Cuando sea grande
La historia de la ciencia es profusa en grandes talentos que se fueron demasiado jóvenes. Los matemáticos Évariste Galois (francés), Abel (noruego) y Ramanujan (indio) murieron a los 20, 26 y 32 años, respectivamente; Ada Lovelace, considerada la primera programadora, a los 37; la cristalógrafa Rosalind Franklin, una de las descubridoras de la estructura del ADN, a los 37, y el filósofo y polímata Blaise Pascal, a los 39.
Pero afortunadamente (y más en estos tiempos), lo contrario también es cierto. Rita Levi-Montalcini, la neurobióloga italiana que recibió el premio Nobel por haber descubierto el factor de crecimiento nervioso, siguió yendo diariamente a su laboratorio y al Senado italiano, donde tenía una banca vitalicia, hasta casi los 103. Un año antes de morir, en 2012, fue investida con un doctorado honoris causa de la Universidad Mc Gill, de Canadá. Víctor Yohai, el matemático argentino que la semana próxima recibirá el Premio Bunge y Born, una de las más prestigiosas distinciones a la actividad científica que se otorgan en el país, mantiene a los 79 la pasión y el entusiasmo que lo atrajeron a esta disciplina cuando era adolescente.
En estos días uno no puede menos que maravillarse ante un caso para el asombro, la admiración y hasta la incredulidad. Es el de Mario Bunge, físico y filósofo argentino radicado desde hace muchos años en Canadá, que el mes próximo cumple ¡99!, y que sigue trabajando y produciendo con el ritmo de vértigo al que nos tiene acostumbrados. Acaba de finalizar un extenso ensayo y de sumar un nuevo libro, Doing Science. In the light of philosophy (Haciendo ciencia. A la luz de la filosofía, World Scientific, 2017).
En una visita a Buenos Aires, después de la publicación de su extensa autobiografía (Memorias. Entre dos mundos, Eudeba y Gedisa, 2014), confirmó que es, sin duda, un prodigio. A los 19 ya había fundado la Universidad Obrera Argentina. Graduado de físico en la Universidad Nacional de La Plata, más tarde se dedicó a la filosofía y la epistemología, y escribió, entre otras obras, un tratado en ocho tomos (Treatise on Basic Philosophy). Le concedieron veintiún doctorados honoris causa y, en 1982, el Premio Príncipe de Asturias de Humanidades. Se jubiló como profesor a los 90?, solo porque ciertas dificultades auditivas hacían que sus clases ya no fueran tan dinámicas como le hubiera gustado.
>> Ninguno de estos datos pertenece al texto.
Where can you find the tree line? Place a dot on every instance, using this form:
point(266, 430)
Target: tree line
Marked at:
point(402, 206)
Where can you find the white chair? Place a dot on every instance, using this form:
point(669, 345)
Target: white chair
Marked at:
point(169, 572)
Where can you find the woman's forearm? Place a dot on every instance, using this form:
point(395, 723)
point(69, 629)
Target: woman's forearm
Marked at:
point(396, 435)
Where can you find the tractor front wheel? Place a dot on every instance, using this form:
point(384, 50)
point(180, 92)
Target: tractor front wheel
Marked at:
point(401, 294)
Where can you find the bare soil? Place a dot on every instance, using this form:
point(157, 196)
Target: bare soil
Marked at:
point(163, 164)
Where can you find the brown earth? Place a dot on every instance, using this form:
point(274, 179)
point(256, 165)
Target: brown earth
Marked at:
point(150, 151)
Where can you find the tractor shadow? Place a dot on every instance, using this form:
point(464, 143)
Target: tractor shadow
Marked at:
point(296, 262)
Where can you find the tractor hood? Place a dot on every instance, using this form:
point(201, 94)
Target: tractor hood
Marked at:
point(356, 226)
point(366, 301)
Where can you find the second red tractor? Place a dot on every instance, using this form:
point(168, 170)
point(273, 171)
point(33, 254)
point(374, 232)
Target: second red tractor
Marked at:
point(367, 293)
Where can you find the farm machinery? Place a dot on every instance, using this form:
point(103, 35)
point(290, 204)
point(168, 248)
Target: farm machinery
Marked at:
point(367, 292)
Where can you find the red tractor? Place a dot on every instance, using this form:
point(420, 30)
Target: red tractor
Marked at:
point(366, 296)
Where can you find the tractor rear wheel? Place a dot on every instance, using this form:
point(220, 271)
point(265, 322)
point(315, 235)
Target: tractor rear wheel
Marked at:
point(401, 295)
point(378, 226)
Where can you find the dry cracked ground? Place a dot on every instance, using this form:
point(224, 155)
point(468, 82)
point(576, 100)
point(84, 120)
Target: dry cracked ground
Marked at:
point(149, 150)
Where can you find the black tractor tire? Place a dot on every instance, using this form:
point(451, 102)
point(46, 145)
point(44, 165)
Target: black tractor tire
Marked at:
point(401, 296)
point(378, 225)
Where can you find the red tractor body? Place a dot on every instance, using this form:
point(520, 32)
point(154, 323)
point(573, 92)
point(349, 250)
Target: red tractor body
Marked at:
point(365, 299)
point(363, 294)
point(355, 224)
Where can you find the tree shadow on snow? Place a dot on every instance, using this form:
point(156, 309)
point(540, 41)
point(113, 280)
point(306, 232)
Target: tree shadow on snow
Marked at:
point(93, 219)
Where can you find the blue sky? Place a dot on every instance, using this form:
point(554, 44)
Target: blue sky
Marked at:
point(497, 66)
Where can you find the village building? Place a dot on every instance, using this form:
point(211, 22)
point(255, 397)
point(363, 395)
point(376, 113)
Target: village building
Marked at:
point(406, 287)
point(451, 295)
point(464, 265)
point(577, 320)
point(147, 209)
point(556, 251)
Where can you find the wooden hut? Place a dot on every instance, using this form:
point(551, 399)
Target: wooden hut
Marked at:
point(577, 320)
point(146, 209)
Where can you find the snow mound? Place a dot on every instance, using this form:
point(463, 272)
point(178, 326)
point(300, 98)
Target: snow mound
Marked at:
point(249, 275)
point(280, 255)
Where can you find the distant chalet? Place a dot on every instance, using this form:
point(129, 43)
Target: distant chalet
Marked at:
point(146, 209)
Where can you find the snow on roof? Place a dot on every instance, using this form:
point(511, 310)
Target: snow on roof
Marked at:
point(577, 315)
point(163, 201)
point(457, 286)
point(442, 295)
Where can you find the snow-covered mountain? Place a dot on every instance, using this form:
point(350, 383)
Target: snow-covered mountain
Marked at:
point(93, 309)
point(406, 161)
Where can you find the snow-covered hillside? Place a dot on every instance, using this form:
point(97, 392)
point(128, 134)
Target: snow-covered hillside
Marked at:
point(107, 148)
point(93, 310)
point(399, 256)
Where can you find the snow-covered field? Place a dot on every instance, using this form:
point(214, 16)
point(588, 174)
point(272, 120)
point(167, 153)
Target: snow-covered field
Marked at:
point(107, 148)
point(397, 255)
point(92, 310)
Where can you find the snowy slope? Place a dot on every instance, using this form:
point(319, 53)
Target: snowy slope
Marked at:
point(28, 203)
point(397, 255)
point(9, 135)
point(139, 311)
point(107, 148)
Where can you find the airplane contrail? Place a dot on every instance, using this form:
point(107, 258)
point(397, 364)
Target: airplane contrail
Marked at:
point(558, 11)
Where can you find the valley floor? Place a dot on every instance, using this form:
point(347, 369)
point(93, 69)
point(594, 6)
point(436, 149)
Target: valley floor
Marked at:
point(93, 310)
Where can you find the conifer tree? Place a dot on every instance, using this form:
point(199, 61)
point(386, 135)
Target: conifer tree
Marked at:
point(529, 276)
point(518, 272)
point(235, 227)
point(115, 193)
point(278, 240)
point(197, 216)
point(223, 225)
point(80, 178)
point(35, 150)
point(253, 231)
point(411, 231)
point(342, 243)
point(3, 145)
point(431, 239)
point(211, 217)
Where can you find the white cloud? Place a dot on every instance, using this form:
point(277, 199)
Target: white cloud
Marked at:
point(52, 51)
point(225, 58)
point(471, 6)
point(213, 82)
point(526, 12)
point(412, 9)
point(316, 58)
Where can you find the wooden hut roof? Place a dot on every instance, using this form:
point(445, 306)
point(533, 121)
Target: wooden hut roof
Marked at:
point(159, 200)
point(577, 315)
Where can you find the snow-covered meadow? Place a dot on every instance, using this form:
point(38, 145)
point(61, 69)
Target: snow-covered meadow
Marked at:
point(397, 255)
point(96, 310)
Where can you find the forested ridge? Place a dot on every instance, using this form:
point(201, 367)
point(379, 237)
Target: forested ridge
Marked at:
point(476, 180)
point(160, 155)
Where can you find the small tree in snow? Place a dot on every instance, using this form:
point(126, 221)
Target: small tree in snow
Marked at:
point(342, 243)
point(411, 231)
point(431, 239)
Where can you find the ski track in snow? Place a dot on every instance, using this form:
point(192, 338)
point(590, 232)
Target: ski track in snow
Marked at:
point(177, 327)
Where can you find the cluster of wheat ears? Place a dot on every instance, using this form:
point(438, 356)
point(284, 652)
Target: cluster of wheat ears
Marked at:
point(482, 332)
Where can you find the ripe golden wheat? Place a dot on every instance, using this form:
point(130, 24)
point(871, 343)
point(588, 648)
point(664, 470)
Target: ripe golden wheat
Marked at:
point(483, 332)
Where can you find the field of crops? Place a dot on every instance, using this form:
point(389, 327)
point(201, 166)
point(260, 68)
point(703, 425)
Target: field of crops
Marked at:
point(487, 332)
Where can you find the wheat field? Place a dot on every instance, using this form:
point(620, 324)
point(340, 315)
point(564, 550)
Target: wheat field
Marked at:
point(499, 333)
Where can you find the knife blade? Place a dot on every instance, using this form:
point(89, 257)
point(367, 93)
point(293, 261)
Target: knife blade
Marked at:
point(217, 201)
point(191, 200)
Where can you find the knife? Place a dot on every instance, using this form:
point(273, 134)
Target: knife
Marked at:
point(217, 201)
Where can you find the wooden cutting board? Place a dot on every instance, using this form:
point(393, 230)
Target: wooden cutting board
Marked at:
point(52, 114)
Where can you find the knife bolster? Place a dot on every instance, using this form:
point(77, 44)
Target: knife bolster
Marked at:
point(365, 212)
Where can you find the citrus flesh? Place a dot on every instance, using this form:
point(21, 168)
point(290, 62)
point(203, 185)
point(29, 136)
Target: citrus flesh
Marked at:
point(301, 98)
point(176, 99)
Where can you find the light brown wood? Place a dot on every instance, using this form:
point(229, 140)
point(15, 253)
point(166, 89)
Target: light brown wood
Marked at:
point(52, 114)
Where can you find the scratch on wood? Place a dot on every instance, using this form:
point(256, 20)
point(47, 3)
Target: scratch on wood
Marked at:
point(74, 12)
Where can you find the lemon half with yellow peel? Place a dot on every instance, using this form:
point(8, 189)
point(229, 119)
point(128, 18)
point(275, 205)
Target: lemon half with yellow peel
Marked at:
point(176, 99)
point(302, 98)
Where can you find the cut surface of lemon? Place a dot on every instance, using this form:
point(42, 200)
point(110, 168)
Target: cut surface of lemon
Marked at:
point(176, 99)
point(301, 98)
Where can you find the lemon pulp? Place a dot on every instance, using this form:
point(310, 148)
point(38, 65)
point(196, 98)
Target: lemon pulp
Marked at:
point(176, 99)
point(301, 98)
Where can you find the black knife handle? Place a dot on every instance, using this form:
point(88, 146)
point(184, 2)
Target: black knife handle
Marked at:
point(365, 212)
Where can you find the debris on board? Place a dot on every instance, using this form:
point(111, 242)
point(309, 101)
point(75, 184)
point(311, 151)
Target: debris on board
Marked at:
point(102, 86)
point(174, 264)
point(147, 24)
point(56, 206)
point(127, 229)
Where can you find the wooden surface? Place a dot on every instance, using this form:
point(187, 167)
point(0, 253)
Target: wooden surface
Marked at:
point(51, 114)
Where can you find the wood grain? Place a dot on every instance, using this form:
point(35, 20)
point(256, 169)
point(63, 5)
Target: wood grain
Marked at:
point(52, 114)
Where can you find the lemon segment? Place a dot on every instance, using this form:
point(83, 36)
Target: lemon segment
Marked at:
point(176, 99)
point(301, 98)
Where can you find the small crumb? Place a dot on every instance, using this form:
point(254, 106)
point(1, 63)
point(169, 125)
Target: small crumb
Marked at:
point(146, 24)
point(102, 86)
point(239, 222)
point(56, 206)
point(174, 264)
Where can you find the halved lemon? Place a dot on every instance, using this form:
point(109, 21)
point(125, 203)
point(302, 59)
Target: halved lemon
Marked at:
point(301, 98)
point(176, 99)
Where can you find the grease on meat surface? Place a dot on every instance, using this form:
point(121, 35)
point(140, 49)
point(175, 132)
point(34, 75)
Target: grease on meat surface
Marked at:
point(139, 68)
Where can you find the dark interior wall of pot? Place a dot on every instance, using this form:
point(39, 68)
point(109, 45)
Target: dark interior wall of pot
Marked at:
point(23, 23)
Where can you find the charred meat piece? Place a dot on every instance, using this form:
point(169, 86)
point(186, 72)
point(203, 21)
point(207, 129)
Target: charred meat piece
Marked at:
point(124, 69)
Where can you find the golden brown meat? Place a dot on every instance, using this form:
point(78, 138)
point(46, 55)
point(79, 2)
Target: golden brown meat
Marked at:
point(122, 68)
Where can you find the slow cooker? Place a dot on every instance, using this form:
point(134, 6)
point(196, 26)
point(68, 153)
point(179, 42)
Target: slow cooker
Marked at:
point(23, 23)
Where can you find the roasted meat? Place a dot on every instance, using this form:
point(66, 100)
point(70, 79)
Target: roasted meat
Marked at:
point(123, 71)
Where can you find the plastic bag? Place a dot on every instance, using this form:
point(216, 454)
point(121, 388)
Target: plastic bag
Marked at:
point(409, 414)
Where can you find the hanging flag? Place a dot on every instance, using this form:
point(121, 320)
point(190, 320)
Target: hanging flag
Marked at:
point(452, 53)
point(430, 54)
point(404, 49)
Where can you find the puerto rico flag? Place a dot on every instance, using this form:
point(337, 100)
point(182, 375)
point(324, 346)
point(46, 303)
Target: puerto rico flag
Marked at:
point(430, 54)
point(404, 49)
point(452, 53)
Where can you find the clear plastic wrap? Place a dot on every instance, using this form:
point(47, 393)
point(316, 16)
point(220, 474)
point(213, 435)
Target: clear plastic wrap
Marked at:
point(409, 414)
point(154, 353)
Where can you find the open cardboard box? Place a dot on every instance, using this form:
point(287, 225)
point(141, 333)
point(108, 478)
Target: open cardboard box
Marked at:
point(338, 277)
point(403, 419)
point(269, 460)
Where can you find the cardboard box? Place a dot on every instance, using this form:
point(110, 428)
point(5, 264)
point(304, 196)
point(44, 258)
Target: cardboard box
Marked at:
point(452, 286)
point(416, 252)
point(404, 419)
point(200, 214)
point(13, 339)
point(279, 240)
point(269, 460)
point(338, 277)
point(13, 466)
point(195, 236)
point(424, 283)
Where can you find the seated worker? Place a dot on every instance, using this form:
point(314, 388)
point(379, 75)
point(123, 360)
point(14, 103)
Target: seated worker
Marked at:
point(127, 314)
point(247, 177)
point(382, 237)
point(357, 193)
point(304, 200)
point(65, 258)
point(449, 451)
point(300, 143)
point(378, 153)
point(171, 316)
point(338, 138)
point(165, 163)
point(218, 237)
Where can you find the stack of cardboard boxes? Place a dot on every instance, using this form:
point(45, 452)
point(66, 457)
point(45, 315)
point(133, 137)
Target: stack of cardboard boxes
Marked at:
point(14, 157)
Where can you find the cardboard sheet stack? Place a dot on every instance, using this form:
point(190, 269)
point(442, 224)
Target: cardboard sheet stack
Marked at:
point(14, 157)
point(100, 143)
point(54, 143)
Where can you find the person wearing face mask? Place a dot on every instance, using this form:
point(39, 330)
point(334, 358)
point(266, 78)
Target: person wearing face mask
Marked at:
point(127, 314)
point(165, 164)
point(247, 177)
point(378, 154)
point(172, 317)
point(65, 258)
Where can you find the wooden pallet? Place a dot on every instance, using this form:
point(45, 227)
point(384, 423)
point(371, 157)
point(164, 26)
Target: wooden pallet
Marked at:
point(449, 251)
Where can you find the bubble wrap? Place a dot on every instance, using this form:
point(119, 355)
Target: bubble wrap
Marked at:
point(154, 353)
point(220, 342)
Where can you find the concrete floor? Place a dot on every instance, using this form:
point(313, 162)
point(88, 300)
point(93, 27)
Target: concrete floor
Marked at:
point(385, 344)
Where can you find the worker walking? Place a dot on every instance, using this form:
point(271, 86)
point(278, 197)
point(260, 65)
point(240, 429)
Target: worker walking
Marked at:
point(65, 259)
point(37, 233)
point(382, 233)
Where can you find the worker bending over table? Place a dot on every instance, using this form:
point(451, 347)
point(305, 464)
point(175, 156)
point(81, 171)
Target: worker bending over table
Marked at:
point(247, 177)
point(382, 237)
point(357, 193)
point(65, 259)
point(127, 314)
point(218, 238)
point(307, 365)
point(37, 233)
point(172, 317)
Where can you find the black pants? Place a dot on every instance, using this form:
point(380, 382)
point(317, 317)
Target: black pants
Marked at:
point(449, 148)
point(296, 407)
Agudo y ameno al conversar, sorprende a quienes lo conocen por su memoria prodigiosa y las anécdotas de una precisión desconcertante (con fechas, nombres y todo tipo de detalles) con que salpica la charla.
Baste con mencionar que recordó su vida de casi un siglo sin la ayuda de libretas de notas ni correspondencia. "El pequeño archivo que tenía lo doné hace algunos años a la Facultad de Ciencias [de la universidad Mc Gill]. Nunca conservé cartas propias. No tenía tiempo", contó en esa oportunidad.
Proezas semejantes me hacen recordar una de mis historias favoritas, leída hace mucho en un librito diminuto. En el prólogo de la serie de grabados Cien vistas del Fuji, el artista japonés Hokusai escribió: "Desde los dieciséis años tomé la manía de dibujar la forma de las cosas. A los cincuenta años había publicado gran número de dibujos, pero todo lo producido antes de los setenta no debe tenerse en cuenta. A los setenta y tres creo haber adquirido algún conocimiento de la estructura verdadera de los seres naturales, animales, plantas, árboles, peces o insectos. Opino que cuando haya cumplido los ochenta habré progresado notablemente. A los noventa penetraré el misterio de las cosas; a los cien haré una obra asombrosa, y a los ciento diez, cuando dibuje, aunque solo sea un punto o una línea, poseerá el soplo de la vida". Y firmaba: "El viejo loco por el dibujo".
Ejemplos como estos hacen que uno no pueda menos que plantearse: "Cuando sea grande, yo también quiero ser así".